Ed è tutta colpa mia. Anche se non ne ho bisogno, anche se
il
riposo è una cosa che non ho necessità di
donarmi, chiudo
gli occhi e lascio che la mente, dolcemente, torni indietro a quel giorno.
Quella sera eravamo a
casa mia: Bella aveva raccontato a suo padre che
avrebbe dormito con Alice, mentre in realtà eravamo soli in
casa.

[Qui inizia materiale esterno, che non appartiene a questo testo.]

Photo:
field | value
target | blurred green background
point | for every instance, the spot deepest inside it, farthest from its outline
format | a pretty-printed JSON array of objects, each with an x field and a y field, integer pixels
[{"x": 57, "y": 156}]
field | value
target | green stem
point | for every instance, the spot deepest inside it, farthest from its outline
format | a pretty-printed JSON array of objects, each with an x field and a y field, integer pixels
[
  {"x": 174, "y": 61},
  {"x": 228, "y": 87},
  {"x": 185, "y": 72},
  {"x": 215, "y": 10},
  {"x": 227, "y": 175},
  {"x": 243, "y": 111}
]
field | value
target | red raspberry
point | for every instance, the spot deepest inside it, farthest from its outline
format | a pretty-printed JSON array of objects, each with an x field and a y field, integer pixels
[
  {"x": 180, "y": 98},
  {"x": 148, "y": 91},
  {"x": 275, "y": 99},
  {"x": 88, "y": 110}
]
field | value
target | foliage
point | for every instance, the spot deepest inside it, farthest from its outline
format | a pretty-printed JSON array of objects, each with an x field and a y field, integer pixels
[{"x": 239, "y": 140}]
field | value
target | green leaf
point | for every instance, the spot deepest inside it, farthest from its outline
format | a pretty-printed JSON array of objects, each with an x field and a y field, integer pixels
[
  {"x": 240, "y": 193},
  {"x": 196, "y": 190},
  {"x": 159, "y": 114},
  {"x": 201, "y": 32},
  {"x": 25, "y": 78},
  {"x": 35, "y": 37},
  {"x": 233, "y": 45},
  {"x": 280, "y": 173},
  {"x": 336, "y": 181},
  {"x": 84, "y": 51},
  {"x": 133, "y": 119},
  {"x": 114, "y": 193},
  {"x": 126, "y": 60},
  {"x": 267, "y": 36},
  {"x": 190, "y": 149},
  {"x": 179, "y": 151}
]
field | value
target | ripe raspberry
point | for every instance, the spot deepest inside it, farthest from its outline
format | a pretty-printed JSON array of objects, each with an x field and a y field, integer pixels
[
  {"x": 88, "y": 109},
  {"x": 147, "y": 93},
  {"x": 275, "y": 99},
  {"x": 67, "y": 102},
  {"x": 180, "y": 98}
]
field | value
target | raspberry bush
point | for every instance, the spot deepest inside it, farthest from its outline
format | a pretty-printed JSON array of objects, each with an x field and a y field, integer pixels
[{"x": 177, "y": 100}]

Erano andati tutti a caccia, lasciandoci soli, mentre io avevo
provveduto il giorno prima, pregustandomi già una serata
tranquilla, in cui non avrei dovuto poi far molto per resistere al suo
profumo.
Si era decisa a
sposarmi: all'inizio aveva accettato soltanto per ottenere quello che
voleva: me e l'immortalità.
Ma non lo
avrei
mai fatto, non le avrei mai rovinato la vita in quel modo:
speravo
che costringendola a sposarmi, facendole pressione, avrebbe cambiato
idea, avrebbe rinunciato alla trasformazione e mi sarebbe rimasta
accanto da umana, finchè il tempo ce lo avesse concesso.
Oppure
sarebbe fuggita via da me, sarebbe andata da Jacob, gli sarebbe stata
accanto per tutta la vita, avrebbe avuto dei figli, sarebbero
invecchiati insieme e un giorno la loro vita felice avrebbe avuto come
coronamento una morte da anziani. Lasciando me a sopravvivere solo, per
l'eternità che mi si prospettava davanti. E invece, ancora
una
volta, lei mi aveva stupito: aveva cercato un modo per superare
l'ostacolo del matrimonio, e aveva costretto me a cedere. Vederla
infelice subire l'entusiasmo di Alice e il dissenso di
Charlie,
vederla passiva aver preso una decisione che non voleva prendere, mi
aveva distrutto, piano piano, ma nel modo più doloroso
possibile. E avevo ceduto: quella sera, nella radura, le avevo detto
che non era il caso che ci sposassimo, mi ero dichiarato perfino pronto
a cederle, nella stessa sera, me e l'immortalità. Avevo
agito
d'istinto, spinto solo dalla voglia di vederla sorridere: e volevo
concludere prima di sera, perchè sapevo che se l'avessi
vista
dormire, se avessi avuto il tempo per pensare, me ne sarei pentito.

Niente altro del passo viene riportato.